I am a sucker for a good period piece. I just am. I can’t resist them. The rustic setting of Mr. Holmes, in a quiet little rural cottage in some seaside English hamlet was worth the price of admission. However, the story about an elderly Sherlock Holmes with early onset dementia, a bee obsession and a bit of an opium habit undertaking a Memento-style mission to remember how he solved his final case 30 years ago (and thus bring peace to his withered soul) was not deserving of the charmingly bucolic surroundings.

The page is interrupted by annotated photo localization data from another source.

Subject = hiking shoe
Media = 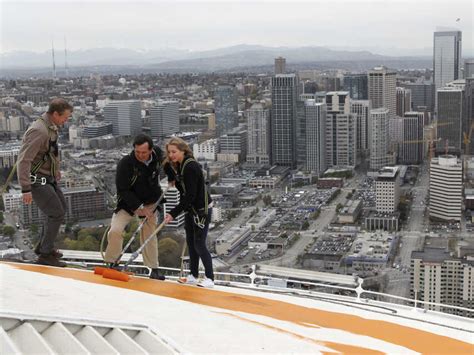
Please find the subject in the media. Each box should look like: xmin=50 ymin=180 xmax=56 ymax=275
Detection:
xmin=150 ymin=269 xmax=165 ymax=281
xmin=178 ymin=274 xmax=197 ymax=285
xmin=36 ymin=253 xmax=66 ymax=268
xmin=34 ymin=245 xmax=63 ymax=258
xmin=197 ymin=277 xmax=214 ymax=288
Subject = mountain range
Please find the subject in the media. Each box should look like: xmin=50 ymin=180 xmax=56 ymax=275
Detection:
xmin=1 ymin=44 xmax=431 ymax=72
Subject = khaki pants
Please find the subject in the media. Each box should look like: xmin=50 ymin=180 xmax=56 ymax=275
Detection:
xmin=104 ymin=207 xmax=159 ymax=268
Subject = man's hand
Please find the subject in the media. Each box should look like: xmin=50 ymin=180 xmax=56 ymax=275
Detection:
xmin=22 ymin=192 xmax=33 ymax=204
xmin=168 ymin=181 xmax=175 ymax=188
xmin=134 ymin=206 xmax=154 ymax=218
xmin=164 ymin=213 xmax=174 ymax=224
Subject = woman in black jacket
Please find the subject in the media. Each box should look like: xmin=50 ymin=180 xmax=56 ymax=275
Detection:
xmin=163 ymin=137 xmax=214 ymax=288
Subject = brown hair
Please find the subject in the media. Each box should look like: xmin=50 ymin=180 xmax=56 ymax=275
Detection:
xmin=47 ymin=98 xmax=73 ymax=115
xmin=164 ymin=137 xmax=194 ymax=168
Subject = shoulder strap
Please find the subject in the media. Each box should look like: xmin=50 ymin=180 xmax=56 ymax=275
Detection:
xmin=179 ymin=157 xmax=208 ymax=215
xmin=30 ymin=117 xmax=57 ymax=176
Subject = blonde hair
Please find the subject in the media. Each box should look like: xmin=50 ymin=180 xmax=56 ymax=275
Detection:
xmin=164 ymin=137 xmax=194 ymax=168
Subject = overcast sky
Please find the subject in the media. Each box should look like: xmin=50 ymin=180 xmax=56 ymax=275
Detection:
xmin=1 ymin=0 xmax=472 ymax=56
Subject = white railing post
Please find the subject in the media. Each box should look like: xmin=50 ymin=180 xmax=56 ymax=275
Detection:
xmin=249 ymin=265 xmax=257 ymax=287
xmin=355 ymin=277 xmax=364 ymax=302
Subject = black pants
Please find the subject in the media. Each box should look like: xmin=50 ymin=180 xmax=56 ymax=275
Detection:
xmin=184 ymin=208 xmax=214 ymax=280
xmin=31 ymin=182 xmax=66 ymax=254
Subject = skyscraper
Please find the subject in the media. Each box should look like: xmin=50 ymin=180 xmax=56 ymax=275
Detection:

The time-line is also confusing because they tried to age Ian McKellen down for the early 1900s scenes but not even the magic of movies could pull of that trick, so he just looked kind of like a past-his-prime Bella Lugosi wandering around Edwardian London looking for a kebab shop. Furthermore, the elderly Holmes’ connection with his working class housekeeper's precocious young son was, while necessary I guess to give the movie some kind of cohesion, utterly uninteresting. When the young boy gets stung seemingly to death by bees, Holmes thinks it through for a while, deduces the true assassin and runs around screaming “It wasn’t the bees. It was the wasps!” in the same way one might declare "It was Colonel Mustard in the Study with the Candlestick!" This is meant to be the film's climax, but it made me want to punch myself in the face.
Having said all that, the idea was solid. Great actor, cast opposite Laura Linney, in the role of a once-great, nearly superhuman sleuth struggling to come to terms with mortality and the decline of his abilities. That is a pretty interesting premise. Plus there was room for clever meta-commentary on the nature of myth-making, which they went for, but handled clumsily. Too much emphasis was placed on this young woman who killed herself, and how that drove Sherlock to isolation – and I mean, really, McKellen’s age was a distraction in these scenes. Ultimately, I think they tried to play it for pathos way too hard and it showed. Instead of an interesting premise developed well, it comes off as a stodgy artificial tear-jerker targeted at people like my mom (who, incidentally, would probably love this film).